We're In This Together!
Critical Infrastructure
BY STUART BRINDLEY
© 2007 FrontLine Security (Vol 2, No 1)

Professional emergency planners know that even the best plans depend on the extent to which critical infrastructure (CI) services are available to help responders mitigate and recover from the event. While local emergencies such as storms and accidents often disrupt CIs, work-arounds are often possible in short order, and additional materials and labour can be supplied from outside the affected area.


Independent Electricity System Operator Power Distribution Control Centre.

But would this be the case in large-scale regional or national emergencies? The 1998 Ice Storm, 9/11, and Hurricane Katrina all provide vivid examples of how the widespread and long-term loss of electricity, telecommunications, fuel, transportation, and water virtually halt recovery efforts.

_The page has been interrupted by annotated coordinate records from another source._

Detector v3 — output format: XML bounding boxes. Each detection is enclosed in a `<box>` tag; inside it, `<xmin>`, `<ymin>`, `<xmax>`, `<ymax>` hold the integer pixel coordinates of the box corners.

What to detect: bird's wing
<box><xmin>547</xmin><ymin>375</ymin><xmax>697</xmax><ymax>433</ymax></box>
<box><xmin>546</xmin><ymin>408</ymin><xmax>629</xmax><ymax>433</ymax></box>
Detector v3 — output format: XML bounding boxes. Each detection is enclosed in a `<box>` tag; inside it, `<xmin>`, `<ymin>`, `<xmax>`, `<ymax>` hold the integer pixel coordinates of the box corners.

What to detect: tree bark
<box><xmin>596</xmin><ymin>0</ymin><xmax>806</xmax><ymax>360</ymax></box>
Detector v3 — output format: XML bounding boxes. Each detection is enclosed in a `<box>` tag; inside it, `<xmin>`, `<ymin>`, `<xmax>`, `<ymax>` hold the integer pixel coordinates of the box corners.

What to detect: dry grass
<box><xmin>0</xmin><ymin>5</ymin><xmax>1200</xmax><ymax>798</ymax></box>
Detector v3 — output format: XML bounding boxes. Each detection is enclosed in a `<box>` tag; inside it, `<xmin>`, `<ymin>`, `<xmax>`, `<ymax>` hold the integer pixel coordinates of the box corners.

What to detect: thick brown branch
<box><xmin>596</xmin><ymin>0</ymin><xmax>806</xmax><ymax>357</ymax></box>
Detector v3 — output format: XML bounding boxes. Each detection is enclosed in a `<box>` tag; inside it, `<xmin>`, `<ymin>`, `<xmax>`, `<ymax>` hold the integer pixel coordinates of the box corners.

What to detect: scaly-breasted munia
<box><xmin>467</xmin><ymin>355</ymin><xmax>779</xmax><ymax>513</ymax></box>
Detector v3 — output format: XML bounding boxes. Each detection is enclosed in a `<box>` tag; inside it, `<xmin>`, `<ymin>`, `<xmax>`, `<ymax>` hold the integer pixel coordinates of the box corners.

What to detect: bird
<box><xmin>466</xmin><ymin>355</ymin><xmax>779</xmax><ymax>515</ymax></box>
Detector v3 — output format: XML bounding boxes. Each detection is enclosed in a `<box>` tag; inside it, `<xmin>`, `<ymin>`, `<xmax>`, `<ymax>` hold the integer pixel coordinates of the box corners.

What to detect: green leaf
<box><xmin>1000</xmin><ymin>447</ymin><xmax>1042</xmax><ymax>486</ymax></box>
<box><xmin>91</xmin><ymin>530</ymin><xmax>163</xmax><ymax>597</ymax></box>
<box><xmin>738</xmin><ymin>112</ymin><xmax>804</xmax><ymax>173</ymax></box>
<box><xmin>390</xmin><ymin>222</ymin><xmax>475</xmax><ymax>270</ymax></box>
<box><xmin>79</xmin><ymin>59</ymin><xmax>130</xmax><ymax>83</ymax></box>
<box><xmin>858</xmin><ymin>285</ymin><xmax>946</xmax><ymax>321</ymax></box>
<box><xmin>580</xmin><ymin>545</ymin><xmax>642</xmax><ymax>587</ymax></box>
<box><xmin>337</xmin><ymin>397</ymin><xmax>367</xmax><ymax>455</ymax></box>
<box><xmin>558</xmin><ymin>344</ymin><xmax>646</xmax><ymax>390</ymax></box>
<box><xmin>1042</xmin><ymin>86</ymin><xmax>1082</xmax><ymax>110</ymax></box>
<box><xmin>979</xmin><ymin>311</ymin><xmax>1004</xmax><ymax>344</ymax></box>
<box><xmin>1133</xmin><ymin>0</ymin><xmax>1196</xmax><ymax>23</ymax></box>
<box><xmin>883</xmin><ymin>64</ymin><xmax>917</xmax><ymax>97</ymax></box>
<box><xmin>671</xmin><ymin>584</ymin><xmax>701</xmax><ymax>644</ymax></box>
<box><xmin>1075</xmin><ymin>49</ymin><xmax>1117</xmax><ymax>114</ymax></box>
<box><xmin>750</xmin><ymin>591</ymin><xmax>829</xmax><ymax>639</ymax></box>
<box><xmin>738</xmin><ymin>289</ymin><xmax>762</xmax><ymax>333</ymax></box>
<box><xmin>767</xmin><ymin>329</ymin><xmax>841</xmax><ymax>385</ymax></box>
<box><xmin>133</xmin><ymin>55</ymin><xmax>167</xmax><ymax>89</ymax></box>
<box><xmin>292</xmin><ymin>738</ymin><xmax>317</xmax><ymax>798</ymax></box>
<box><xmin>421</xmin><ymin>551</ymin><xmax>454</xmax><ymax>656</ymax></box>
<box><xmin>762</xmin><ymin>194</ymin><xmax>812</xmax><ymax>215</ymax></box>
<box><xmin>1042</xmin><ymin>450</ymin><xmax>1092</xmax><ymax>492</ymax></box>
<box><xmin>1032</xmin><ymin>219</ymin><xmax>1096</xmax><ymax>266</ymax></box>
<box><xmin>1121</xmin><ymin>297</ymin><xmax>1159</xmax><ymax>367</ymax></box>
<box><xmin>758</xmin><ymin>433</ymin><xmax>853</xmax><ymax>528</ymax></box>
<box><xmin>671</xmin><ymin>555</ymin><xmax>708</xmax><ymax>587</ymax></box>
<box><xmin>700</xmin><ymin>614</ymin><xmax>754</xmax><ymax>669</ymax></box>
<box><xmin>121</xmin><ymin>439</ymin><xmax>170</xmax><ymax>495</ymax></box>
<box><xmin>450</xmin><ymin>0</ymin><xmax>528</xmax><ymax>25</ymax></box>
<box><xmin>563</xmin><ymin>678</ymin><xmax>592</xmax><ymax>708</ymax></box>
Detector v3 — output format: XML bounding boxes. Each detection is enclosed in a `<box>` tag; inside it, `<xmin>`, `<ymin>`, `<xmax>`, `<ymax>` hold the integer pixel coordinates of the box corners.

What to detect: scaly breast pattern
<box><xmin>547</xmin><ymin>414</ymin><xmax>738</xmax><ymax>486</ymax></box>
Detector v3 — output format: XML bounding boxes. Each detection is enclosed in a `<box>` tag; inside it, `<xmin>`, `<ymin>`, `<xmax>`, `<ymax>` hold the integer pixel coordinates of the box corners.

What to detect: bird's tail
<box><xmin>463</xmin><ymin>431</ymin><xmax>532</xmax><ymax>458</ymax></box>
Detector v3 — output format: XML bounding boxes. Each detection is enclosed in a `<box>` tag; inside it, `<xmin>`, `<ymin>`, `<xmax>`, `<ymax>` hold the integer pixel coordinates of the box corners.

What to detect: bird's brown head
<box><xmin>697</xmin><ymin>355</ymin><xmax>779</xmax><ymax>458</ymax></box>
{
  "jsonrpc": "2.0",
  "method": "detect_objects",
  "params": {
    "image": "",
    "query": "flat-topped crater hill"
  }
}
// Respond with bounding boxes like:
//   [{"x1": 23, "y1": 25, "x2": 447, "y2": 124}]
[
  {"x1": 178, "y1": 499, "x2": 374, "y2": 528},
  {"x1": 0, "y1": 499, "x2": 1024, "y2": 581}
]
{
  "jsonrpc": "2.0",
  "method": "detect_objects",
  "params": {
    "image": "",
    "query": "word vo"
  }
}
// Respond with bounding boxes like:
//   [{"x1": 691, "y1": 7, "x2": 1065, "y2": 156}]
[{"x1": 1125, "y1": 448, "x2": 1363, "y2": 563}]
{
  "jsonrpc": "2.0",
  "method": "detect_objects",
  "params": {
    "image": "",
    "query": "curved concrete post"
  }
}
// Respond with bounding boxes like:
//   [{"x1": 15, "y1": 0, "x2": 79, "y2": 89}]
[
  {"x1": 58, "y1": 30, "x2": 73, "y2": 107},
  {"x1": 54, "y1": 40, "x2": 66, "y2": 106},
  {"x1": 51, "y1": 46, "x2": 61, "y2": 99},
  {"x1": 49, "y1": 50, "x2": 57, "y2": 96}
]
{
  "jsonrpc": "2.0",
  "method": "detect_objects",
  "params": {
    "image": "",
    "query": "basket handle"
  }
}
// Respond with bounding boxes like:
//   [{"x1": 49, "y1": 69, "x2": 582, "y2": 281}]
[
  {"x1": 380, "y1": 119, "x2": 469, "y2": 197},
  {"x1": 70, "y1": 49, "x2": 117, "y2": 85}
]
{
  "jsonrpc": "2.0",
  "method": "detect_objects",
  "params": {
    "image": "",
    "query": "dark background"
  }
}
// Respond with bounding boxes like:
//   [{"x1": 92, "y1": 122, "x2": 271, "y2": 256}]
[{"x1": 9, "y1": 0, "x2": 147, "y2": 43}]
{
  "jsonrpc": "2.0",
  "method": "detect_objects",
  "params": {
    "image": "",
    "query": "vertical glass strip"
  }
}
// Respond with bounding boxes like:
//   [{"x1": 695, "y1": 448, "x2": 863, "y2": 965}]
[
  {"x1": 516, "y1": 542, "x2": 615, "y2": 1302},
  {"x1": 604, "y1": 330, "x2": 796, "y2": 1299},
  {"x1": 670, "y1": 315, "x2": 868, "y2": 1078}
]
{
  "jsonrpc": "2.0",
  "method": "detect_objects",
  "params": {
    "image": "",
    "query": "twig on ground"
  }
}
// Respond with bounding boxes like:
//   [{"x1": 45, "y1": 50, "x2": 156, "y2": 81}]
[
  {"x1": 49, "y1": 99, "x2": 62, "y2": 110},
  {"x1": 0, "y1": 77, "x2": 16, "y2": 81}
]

In 2003, the Premier of Ontario declared provincial emergencies to deal with both the SARS crisis and the 2003 Blackout. These events presented challenges in different ways. While these crises were managed as provincial emergencies, they clearly had national and international significance.

On the most basic level, the federal government needed to coordinate with the provincial government and provincial critical infrastructures – health in the SARS crisis and electricity in the blackout. At the strategic level, the federal government needed to stay abreast of the situation, understand what was being done, provide assistance if necessary and, most importantly, manage the international implications. For example, in the hours immediately following the August 2003 Blackout, the media quoted the Canadian Prime Minister and the New York State governor, who blamed each other’s country for causing the blackout. At all costs, government and the CIs need to coordinate to ensure the political does not overtake the technical.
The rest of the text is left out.